Le feed-back n’est ni une formalité ni un questionnaire impersonnel.
C’est une remise en question régulière de son enseignement, de sa pratique et de la vie du club.
Et même s’il peut faire mal à l’ego, il reste un moyen essentiel de préserver l’harmonie du dojo — et sans harmonie, impossible d’incarner les valeurs de l’Aïkido.
Et si la progression demande autant d’ajustements, c’est aussi parce qu’elle ne peut pas être vécue sous la contrainte : elle a besoin de sens.
Ce n’est pas la contrainte qui fait progresser, mais le sens qu’on lui donne

Je me pose souvent cette question en Aïkido : peut-on réellement progresser dans le plaisir ou faut-il forcément passer par la contrainte ?
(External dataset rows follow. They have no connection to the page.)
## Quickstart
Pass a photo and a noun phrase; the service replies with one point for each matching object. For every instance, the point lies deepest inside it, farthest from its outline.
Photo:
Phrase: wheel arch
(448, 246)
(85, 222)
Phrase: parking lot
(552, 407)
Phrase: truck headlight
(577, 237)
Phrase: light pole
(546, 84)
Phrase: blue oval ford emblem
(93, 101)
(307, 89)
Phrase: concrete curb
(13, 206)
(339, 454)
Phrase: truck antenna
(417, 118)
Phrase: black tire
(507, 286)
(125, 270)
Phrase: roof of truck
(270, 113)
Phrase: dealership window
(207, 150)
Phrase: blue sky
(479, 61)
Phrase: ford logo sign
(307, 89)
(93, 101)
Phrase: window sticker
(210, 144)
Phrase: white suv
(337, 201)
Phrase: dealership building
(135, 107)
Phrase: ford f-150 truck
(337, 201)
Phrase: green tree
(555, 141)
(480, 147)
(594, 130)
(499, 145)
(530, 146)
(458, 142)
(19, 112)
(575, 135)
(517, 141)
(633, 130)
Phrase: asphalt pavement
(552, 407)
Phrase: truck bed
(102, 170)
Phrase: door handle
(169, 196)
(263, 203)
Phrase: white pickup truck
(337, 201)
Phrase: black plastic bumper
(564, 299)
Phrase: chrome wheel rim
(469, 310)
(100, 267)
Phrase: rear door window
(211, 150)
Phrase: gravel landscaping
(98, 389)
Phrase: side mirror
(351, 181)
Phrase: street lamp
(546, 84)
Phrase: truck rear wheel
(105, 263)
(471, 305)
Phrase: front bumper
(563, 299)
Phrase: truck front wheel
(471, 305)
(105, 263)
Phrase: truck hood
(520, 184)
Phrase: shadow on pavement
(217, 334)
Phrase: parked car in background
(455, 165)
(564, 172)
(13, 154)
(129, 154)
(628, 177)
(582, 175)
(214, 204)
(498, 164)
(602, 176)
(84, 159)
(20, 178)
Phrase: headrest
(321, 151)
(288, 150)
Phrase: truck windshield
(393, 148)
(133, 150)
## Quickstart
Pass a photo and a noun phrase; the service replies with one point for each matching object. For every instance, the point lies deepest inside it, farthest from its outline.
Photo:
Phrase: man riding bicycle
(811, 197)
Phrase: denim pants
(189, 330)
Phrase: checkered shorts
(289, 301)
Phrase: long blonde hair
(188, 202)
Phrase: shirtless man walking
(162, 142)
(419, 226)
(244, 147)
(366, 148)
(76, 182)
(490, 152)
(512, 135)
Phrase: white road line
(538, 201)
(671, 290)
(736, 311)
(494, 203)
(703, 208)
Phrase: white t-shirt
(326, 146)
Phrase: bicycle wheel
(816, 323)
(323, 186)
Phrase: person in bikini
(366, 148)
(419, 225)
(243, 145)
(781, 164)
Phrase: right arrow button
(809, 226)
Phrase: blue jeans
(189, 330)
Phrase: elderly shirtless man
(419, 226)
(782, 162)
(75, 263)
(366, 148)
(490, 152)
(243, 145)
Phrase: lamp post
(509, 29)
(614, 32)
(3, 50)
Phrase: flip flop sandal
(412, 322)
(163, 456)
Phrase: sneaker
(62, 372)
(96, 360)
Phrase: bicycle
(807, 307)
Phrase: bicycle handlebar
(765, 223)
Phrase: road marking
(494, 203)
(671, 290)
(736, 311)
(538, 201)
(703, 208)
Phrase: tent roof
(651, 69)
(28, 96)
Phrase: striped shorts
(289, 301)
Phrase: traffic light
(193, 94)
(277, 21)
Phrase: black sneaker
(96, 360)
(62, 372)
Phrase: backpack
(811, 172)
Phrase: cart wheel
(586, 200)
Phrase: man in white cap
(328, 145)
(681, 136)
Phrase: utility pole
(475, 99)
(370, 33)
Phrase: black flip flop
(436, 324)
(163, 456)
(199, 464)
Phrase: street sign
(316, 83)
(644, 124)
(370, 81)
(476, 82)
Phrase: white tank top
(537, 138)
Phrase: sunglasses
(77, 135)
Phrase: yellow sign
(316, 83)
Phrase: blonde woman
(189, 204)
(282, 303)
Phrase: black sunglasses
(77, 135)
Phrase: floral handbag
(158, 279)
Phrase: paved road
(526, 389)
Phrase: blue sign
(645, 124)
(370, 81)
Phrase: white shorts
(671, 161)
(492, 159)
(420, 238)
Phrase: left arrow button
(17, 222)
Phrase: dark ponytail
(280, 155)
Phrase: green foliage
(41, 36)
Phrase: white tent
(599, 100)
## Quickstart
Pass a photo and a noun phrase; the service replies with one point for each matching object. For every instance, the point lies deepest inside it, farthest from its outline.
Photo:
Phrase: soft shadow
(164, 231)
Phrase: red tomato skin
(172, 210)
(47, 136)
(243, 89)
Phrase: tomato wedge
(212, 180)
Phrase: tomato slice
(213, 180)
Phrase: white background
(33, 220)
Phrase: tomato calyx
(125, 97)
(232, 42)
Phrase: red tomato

Je ne parle pas de la contrainte choisie — celle qu’on accepte pour progresser — mais de la contrainte subie : celle d’un type de pratique qu’on n’aime pas et qu’on poursuit uniquement par devoir.
Là où cette réflexion me traverse particulièrement, c’est avec le bokken.
Je n’ai jamais réussi à prendre du plaisir dans la pratique des armes, et ce malgré tous leurs bienfaits objectifs.
Et ce n’est qu’un exemple.
Je pourrais dire la même chose des éducatifs qui m’ennuient ou de la pratique statique centrée sur la respiration et du travail répétitif qui ne correspond pas à mon mode d’apprentissage.
J’ai besoin de stimulation régulière pour rester concentrée et pour sentir que j’avance.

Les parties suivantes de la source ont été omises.